Explaining training of the models generally, datasets used for training of any of the models may undergo one or more augmentation processes, including but not limited to random crops; central crops; random horizontal flips; random rotations; random affine transformations; random changes to brightness, contrast, saturation, and/or hue of an input image; random grayscale conversion; random auto contrast; random erasure of image regions (CutOut augmentation); random (Gaussian) blurring of the image; randomly mixing two images by cutting a patch from one and pasting it into a second (CutMix augmentation); random perspective transformation; random elastic transformation; random color channel permutations; random Gaussian noise, random posterization; random image histogram equalization; RandAugment: practical automated data augmentation with a reduced search space; AutoAugment: learning augmentation strategies from data; and/or TrivialAugment: tuning-free yet state-of-the-art data augmentation.
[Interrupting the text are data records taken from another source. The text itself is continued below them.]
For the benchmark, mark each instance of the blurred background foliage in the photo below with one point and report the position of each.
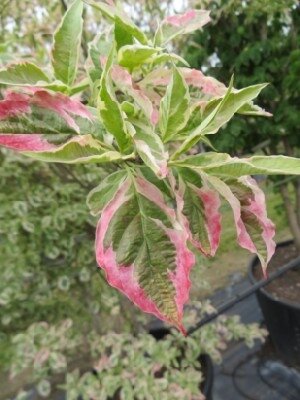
(55, 306)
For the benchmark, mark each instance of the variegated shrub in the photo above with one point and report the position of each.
(147, 113)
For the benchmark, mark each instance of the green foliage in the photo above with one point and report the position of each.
(258, 42)
(134, 367)
(145, 116)
(67, 41)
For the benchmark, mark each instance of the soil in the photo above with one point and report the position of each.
(287, 286)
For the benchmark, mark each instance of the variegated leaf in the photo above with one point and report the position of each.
(218, 114)
(123, 80)
(104, 193)
(181, 24)
(151, 150)
(23, 74)
(36, 111)
(143, 250)
(51, 127)
(174, 107)
(109, 108)
(222, 164)
(66, 46)
(198, 210)
(134, 55)
(255, 231)
(120, 19)
(72, 150)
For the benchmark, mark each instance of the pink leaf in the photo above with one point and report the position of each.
(209, 202)
(255, 231)
(26, 142)
(179, 20)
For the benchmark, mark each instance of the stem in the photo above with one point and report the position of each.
(297, 194)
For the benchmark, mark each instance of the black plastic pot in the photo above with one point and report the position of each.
(206, 387)
(282, 319)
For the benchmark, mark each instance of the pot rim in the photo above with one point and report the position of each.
(253, 280)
The models may be trained on a plurality of images, these images may be synthetically generated and/or annotated with information about a plurality of features, for example: corneal reflections (or pupils), eyebrows, frame position and contour of lens, head positioning, position of reference markers on the Frame Reference Device, etc. In some embodiments images may be manually annotated by operators without storing any other personal information about them. In some embodiments a synthetically generated dataset (for example generated programmatically) of faces wearing the 3D model of the FRED and different types 3D models of glasses/frames. In some embodiments postprocessing may be applied using computer vision algorithms developed to refine the obtained data to be able to perform accurate geometrical computations on them.
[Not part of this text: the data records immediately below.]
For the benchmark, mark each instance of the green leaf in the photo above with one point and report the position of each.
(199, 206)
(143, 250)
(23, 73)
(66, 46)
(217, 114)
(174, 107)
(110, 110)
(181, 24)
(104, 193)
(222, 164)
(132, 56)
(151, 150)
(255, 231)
For example, a first AI network may may a FRED marker detection module, which may precisely detect one or more FRED markers. In some exemplary embodiments the FRED marker detection network may utilize a course to fine analysis approach. In a first sub-step a trained ML may be utilized to quickly find a general location for each of a plurality of markers in a specified region on the image, for example the upper side of a face. In some embodiments this detection may be via, for example, a dedicated face detector, which may be understood to detect markers even in bad lighting and/or with cluttered backgrounds. In some embodiments the facial detector may be used only in certain circumstances, for example in images where the quality is low due to residual reflections, over or underexposure, etc. Once the general locations have been identified, in a second sub-step a fine-tuning ML may be applied which may refine marker locations to, for example, sub-pixel accuracy. In at least some embodiment the fine-tuning ML may utilize, for example, template matching or dense local search methods.

In some embodiments the specifics of the models utilized may be dependent on the devices performing the analysis. For example, there may be a plurality of models ranging from 2.6M parameters to 65.8M parameters, which may range from low end models to high end models. Depending on the operative device a specific model may either be pre-selected, or may be dynamically selected based on, for example, processing power. In some embodiments some lower parameter models may go through additional knowledge distillation training in order to mimic larger models and reduce loss in performance or accuracy while still being operable on lower end devices. For example, a smaller model of 2.6M parameters may go through an additional prediction training phase based on the results of the larger model (e.g. 65.8M parameters), for example through a supervised training phase with the larger model acting as the supervisor. The smaller model may thereby be trained to predict similar outputs as the larger model without substantially increasing the operating requirements of the model. In different embodiments several input resolutions of images may be utilized, for example 512×256 or 448×224. It may be appreciated the above numbers are purely illustrative and non-limiting, and that in other embodiments fewer than 2.6M or more than 65.8M parameters may be utilized. In some embodiments an image pyramid method may be utilized, whereby there is a series of images derived from the same scene (same original) but with dimensions reduced at each level of the pyramid. Thus, at a smallest resolution only macrofeatures may be present, while as the resolution up the pyramid increases finer details may be captured by the models. In some cases the pyramid may be intrinsic to the model, in others it may be algorithmically generated and used.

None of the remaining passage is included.